Sigit menerangkan, saat ini Brigadir Rangga telah diamankan oleh petugas. Perbuatannya masuk dalam kategori pidana umum. Oleh karena itu, proses hukum akan sesuai dengan ketentuan pidana. “Dan juga proses kode etik dengan hukuman PTDH (Pemberhentian Tidak Dengan Hormat),” tambanya.

Tim Propam juga akan mendalami penerbitan izin senjata api apakah pelaku sudah memenuhi syarat atau tidak. Tak lupa Sigit juga menghimbaupara komandan pasukan agar memperhatikan perilaku anggotanya yang memegang senjata api.

“Bagi yang memiliki kecenderungan emosional lebih baik dicabut. Penggunaan senpi sudah ada SOP nya dan harus betul-betul ditaati, pelanggaran terhadap hal tersebut harus diberikan sanksi,” tukasnya.

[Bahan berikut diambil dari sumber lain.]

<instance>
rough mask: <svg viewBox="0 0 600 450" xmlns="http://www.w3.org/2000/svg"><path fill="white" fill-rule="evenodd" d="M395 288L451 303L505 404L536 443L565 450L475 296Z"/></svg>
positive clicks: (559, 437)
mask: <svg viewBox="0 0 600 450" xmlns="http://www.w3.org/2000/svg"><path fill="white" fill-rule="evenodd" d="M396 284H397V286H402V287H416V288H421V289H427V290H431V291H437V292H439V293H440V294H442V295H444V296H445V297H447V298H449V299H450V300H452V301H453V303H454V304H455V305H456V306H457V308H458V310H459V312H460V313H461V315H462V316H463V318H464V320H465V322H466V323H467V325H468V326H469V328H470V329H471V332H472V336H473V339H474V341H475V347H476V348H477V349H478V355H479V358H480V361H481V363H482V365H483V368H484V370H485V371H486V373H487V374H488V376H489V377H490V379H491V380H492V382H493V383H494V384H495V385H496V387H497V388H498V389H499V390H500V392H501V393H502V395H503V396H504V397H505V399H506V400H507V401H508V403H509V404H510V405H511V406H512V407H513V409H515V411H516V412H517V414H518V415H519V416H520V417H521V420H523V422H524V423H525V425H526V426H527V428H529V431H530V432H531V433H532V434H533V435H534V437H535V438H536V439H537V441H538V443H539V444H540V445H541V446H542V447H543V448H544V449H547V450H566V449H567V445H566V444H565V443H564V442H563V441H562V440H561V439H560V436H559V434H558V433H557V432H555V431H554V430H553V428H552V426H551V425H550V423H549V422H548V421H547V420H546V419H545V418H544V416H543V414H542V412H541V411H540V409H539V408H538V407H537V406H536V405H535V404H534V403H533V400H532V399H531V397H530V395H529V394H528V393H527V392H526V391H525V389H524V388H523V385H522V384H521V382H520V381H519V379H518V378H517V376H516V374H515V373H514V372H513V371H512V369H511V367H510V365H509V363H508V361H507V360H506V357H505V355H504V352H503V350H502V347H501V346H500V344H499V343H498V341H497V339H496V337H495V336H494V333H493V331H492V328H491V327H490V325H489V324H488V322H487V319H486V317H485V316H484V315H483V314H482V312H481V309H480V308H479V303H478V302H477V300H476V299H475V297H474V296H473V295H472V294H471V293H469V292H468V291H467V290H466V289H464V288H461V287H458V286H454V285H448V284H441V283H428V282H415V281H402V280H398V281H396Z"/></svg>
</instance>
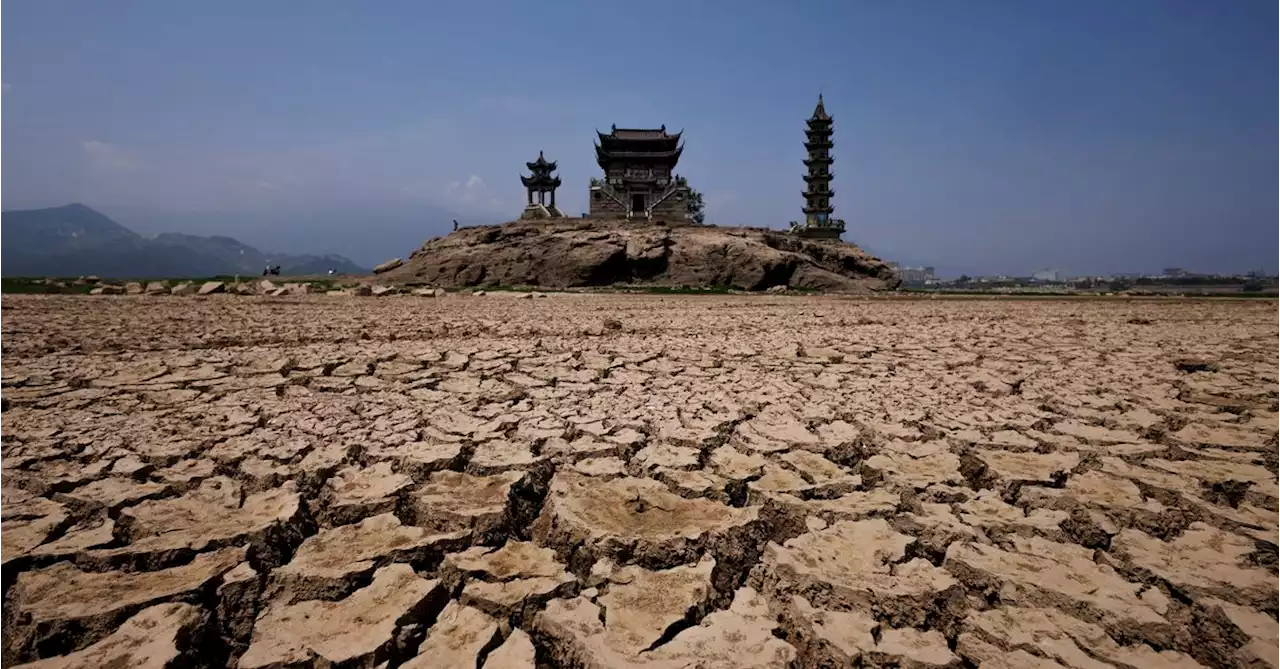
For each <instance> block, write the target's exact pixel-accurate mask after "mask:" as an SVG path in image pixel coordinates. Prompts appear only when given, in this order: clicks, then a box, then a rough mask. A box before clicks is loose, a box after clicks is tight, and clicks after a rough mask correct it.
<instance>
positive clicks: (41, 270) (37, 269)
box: [0, 205, 369, 278]
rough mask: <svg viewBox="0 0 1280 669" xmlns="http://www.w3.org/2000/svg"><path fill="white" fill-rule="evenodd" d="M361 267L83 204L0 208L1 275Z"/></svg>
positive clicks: (252, 274)
mask: <svg viewBox="0 0 1280 669" xmlns="http://www.w3.org/2000/svg"><path fill="white" fill-rule="evenodd" d="M268 265H279V266H280V272H282V274H293V275H298V274H324V272H328V271H329V270H330V269H332V270H334V271H335V272H338V274H366V272H367V271H369V270H367V269H364V267H360V266H358V265H356V264H355V262H352V261H349V260H347V258H344V257H342V256H335V255H326V256H308V255H285V253H264V252H261V251H259V249H256V248H253V247H251V246H247V244H243V243H241V242H238V240H236V239H232V238H230V237H197V235H191V234H179V233H161V234H159V235H156V237H155V238H151V239H147V238H143V237H141V235H138V234H137V233H134V232H133V230H129V229H128V228H125V226H123V225H120V224H118V223H115V221H114V220H111V219H109V217H108V216H105V215H102V214H100V212H97V211H93V210H92V209H90V207H86V206H84V205H67V206H64V207H52V209H40V210H26V211H4V212H0V275H6V276H81V275H88V274H96V275H99V276H128V278H150V276H212V275H219V274H239V275H256V274H261V271H262V269H264V267H266V266H268Z"/></svg>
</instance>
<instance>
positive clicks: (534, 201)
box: [520, 151, 564, 219]
mask: <svg viewBox="0 0 1280 669" xmlns="http://www.w3.org/2000/svg"><path fill="white" fill-rule="evenodd" d="M525 166H526V168H529V171H530V173H532V174H531V175H529V177H525V175H521V177H520V182H521V183H524V184H525V189H526V191H527V193H529V203H527V205H526V206H525V212H524V214H521V215H520V217H521V219H562V217H564V212H562V211H561V210H559V209H557V207H556V189H557V188H559V177H552V173H553V171H556V161H548V160H547V159H545V157H543V152H541V151H539V152H538V160H535V161H532V162H525ZM534 193H538V201H536V202H535V201H534ZM548 193H550V202H548V201H547V200H548V198H547V194H548Z"/></svg>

Sementara itu, Kabagpenum Divisi Humas Mabes Polri Kombes Pol Asep Adi Saputra mengatakan, senjata yang digunakan Brigadir Rangga merupakan organik yang memang pegangan yang bersangkutan. Dengan demikian dia sudah layak memegang senjata api. Mengingat sebelum diberi senjata ada rangkaian tes ketat padanya. Mulai dari psikotes, hingga rekam jejak.

“Kalau memang dia sudah memegang (senjata api), secara organik berarti dia dinyatakan layak,” kata Asep.

Meski begitu, pihaknya akan tetap melakukan tes psikologi ulang kepada pelaku. “Termasuk kita akan cek urin lagi nanti, apakah ada latar belakang penyalahgunaan kewenangan ini, ada persoalan-persoalan lain dibelakangnya,” pungkasnya.

Sedangkan Kabaharkam Mabes Polri Irjen Zulkarnain menjelaskan, RT bisa terancam hukuman seumur hidup atau hukuman mati karena menghilangkan nyawa orang lain. Selain itu, RT juga terancam dipecat dari profesinya.

“Sanksi untuk pidana umum kan menghilangkan nyawa orang lain bisa seumur hidup atau bahkan hukuman mati,” kata Zulkarnain.

Sebelumnya, Brigadir Rangga Tianto (RT) tega menembak Bripka Rachmat Effendi (RE) yang merupakan anggota samsat Polda Metro Jaya. Sebanyak 7 dari 9 peluru yang ada di dalam magazin senjata api jenis HS9 bersarang di beberapa bagian tubuh Bripka RE.

Tujuh peluru itu bersarang di bagian perit, paha, leher dan dada Bripka RE. Akibatnya korban langsung meninggal ditempat. “Peristiwa berawal ketika Bripka RE mengamankan seorang pelaku tawuran inisial FZ beserta barang bukti berupa clurit ke Polsek Cimanggis,” kata Kabid Humas Polda Metro Jaya Kombes Pol Argo Yuwono.

Dugaan sementara, pelaku tega menghabisi rekannya sendiri karena terpancing emosi. Sebab, Bripka Rachmat menolak permintaan pelaku dengan ucapan bernada tinggi. Permintaan itu berupa mengembalikan pelaku tawuran yang diamankan kepada bimbingan orang tua.